Unlike our counterparts in China, it is not easy for buyers to access and work with the bulk of suppliers and manufacturers in this country. About 80% of the orders being processed in the country still come through buying houses and that ends up adding extra margins to an order. Bigger factories are well equipped and have a lot of talent but they cater to larger buyers, the Inditexes and H&Ms of the world. There still lies a large pool of buyers who make smaller orders and that too on a more frequent scale. Buyers who don’t have the ability to or want to have a physical presence in the country, yet have actionable orders. Usually, their search for a supplier will start with a Google search. This means that you have the advantage of not having to go find a buyer, but have the buyer come to you. 

Non-Traditional Markets

A big advantage of having a digital presence is the ability to venture into multiple markets. Because of the future uncertainty with established buyers, it would be wise to broaden the fishing net and find buyers from other markets too. There are markets around the world that will not be as affected as Europe and North America and will likely not be as well. South Korea has recovered. Not just them, Singapore, the Middle East, other countries in Asia, will likely see a faster recovery if the growth remains the same and the situation of the pandemic gets better sooner rather than later. This is a chance to widen the net and start approaching more buyers in non-traditional markets. The BGMEA site has a whole data list of the countries Bangladesh currently exports to and that is a first step in identifying those markets. 

Private Labelling

In the past three years, the percentage of Chinese sellers on Amazon making more than $1 Million has increased two-fold from 23% to 45%. One Chinese manufacturer selling on Amazon, Orolay, sold a winter coat at $139. They went viral and were at one point generating $5 Million in sales every month. That was more than their yearly revenue as a manufacturer. E-commerce platforms have allowed more Chinese manufacturers to sell directly to consumers. 

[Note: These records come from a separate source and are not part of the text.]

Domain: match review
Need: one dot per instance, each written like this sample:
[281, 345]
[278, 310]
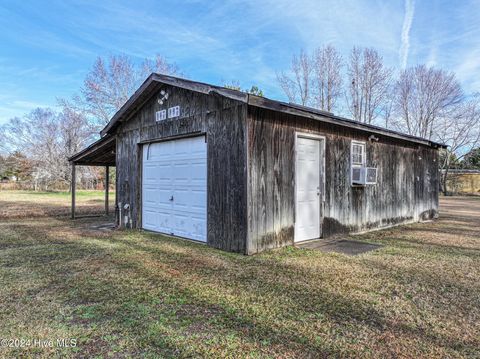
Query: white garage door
[174, 187]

RMG and Surviving the Future: How Bangladesh Clothing Manufacturers Can Recover Quickly after the Coronavirus Pandemic

Bangladesh manufacturers can take a leaf from their counterparts in China and start selling direct to consumers through E-commerce platforms too. Consumer demand is rising, and because of the culture change of fast fashion, consumers are hungry for getting the lowest prices. Think about yet, why buy a dress for $50, when you can buy the same thing for $5? 

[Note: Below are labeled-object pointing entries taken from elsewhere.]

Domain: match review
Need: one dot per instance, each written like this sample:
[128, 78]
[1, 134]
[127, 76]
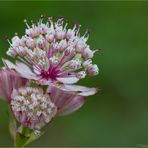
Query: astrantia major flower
[50, 52]
[10, 80]
[32, 108]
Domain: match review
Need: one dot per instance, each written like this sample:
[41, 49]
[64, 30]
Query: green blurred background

It’s not just AliExpress and Amazon doing cross border E-commerce. Lazada has a foothold in South East Asia. Daraz has a presence all over South Asia. Amazon has even struck a deal with the Bangladesh Post Office to make deliveries smoother and more convenient. 

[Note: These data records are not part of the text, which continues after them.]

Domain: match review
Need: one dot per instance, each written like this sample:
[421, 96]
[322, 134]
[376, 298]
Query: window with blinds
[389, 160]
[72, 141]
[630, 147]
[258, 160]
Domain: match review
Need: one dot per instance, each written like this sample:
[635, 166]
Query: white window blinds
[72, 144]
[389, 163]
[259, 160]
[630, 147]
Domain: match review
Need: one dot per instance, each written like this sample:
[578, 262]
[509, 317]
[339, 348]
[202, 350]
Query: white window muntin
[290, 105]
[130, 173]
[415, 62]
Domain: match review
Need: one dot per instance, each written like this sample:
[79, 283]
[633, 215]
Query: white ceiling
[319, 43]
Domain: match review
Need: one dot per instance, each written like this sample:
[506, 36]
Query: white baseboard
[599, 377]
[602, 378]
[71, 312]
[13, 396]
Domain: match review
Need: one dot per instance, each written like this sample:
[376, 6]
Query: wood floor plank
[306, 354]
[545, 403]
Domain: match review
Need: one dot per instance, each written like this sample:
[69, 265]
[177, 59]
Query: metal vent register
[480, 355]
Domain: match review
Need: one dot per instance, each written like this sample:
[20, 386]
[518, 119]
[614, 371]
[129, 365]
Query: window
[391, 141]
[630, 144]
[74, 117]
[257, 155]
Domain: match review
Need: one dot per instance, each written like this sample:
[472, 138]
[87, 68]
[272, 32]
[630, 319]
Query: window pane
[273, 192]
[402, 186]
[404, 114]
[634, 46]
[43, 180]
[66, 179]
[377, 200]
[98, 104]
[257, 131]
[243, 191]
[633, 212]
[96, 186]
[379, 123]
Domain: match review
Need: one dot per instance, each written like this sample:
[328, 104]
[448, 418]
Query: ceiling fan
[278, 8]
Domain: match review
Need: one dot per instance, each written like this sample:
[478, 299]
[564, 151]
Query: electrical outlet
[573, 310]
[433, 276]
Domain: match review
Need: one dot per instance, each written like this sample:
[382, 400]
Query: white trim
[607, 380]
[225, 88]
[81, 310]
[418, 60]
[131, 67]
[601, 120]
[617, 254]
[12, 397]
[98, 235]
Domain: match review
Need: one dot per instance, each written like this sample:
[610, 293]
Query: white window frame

Clothing manufacturers in Bangladesh have a huge problem of empty lines. This will only be propagated by the Coronavirus pandemic. By private labelling and producing clothing and selling it themselves, manufacturers can now keep lines busy and have more production in their spaces. Two great examples of this are actually already here in Bangladesh; Yellow by Beximco and Sailor by Epyllion. Yellow also sells on Amazon. 

The Coronavirus shall pass. The Bangladesh RMG industry has endured shocks and crises, both domestic and international, and has come out of it stronger. The industry is still a pillar of the economy, contributing to more than 80% of exports, employing 3.5 million people, and the skills that the industry offers is unmatched. There is no doubt that for the next three months it is about surviving at all costs. Applying quick incremental steps for recovery over the next three months will go a long way to ensure faster recovery in the near future.